Vasalisa é uma história da transmissão da bênção do poder da intuição das
mulheres de mãe para filha, de uma geração para a outra. Esse enorme poder, o da
intuição, tem a rapidez de um raio e é composto de visão interior, audição interior,
percepção interior e conhecimento interior.

Durante gerações a fio, esses poderes intuitivos transformaram-se em
correntes subterrâneas dentro das mulheres, enterradas pelo descrédito e pela falta
de uso. No entanto, Jung uma vez observou que nada jamais se perde na psique.
Podemos ter a confiança de que tudo o que foi perdido na psique ainda está lá.
Portanto, esse repositório da intuição instintiva das mulheres nunca se perdeu
realmente, e tudo o que estiver encoberto poderá voltar a ser exposto.

Para compreender uma história dessas, consideramos que todos os seus
componentes representam a psique de uma única mulher. Desse modo, todos os
aspectos da história pertencem a uma única psique que passa por um processo de
iniciação.
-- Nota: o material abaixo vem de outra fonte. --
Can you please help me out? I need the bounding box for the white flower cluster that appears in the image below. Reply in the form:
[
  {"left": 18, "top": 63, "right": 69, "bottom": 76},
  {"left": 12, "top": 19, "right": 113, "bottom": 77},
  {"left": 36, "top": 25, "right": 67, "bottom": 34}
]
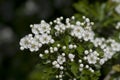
[
  {"left": 20, "top": 21, "right": 54, "bottom": 52},
  {"left": 112, "top": 0, "right": 120, "bottom": 3},
  {"left": 20, "top": 16, "right": 120, "bottom": 80}
]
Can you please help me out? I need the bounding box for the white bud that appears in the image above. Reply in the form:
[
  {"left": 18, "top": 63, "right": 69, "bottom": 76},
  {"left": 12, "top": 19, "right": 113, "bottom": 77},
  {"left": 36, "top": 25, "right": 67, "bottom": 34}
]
[
  {"left": 69, "top": 44, "right": 73, "bottom": 49},
  {"left": 44, "top": 50, "right": 49, "bottom": 54},
  {"left": 68, "top": 53, "right": 75, "bottom": 59},
  {"left": 54, "top": 47, "right": 58, "bottom": 51},
  {"left": 39, "top": 54, "right": 43, "bottom": 57},
  {"left": 80, "top": 64, "right": 84, "bottom": 67},
  {"left": 62, "top": 46, "right": 66, "bottom": 49}
]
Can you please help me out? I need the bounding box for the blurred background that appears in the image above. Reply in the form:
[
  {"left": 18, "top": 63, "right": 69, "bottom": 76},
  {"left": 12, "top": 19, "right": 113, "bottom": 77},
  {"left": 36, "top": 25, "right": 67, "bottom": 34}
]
[
  {"left": 0, "top": 0, "right": 120, "bottom": 80},
  {"left": 0, "top": 0, "right": 77, "bottom": 80}
]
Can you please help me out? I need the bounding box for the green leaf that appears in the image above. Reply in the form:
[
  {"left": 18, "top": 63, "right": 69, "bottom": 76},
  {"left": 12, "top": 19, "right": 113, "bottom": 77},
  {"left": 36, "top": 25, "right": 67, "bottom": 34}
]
[
  {"left": 71, "top": 62, "right": 79, "bottom": 77},
  {"left": 76, "top": 45, "right": 84, "bottom": 55},
  {"left": 64, "top": 35, "right": 72, "bottom": 45}
]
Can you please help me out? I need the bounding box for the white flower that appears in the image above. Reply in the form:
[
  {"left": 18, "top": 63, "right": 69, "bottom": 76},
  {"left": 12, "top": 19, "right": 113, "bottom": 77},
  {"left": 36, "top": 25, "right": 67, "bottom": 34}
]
[
  {"left": 44, "top": 50, "right": 49, "bottom": 54},
  {"left": 39, "top": 34, "right": 52, "bottom": 44},
  {"left": 83, "top": 30, "right": 94, "bottom": 41},
  {"left": 62, "top": 46, "right": 66, "bottom": 50},
  {"left": 57, "top": 55, "right": 66, "bottom": 64},
  {"left": 68, "top": 53, "right": 75, "bottom": 59},
  {"left": 115, "top": 22, "right": 120, "bottom": 29},
  {"left": 54, "top": 47, "right": 58, "bottom": 51},
  {"left": 87, "top": 51, "right": 99, "bottom": 64},
  {"left": 80, "top": 64, "right": 84, "bottom": 67},
  {"left": 112, "top": 0, "right": 120, "bottom": 3},
  {"left": 52, "top": 61, "right": 57, "bottom": 65},
  {"left": 115, "top": 4, "right": 120, "bottom": 14}
]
A iniciação é representada pelo cumprimento de certas tarefas. Nesse
conto, há nove tarefas a serem cumpridas pela psique. Elas se concentram na
aprendizagem dos hábitos da Velha Mãe Selvagem.

Com a realização dessas tarefas, a intuição da mulher — esse ser sagaz que vai
onde a mulher for, que examina todos os aspectos da sua vida e tece comentários
sobre a verdade de tudo com precisão e rapidez — é reinstalada na sua psique. O
objetivo é um relacionamento do amor e confiança com esse ser a quem chamamos
de “a mulher que sabe”, a Mulher Selvagem.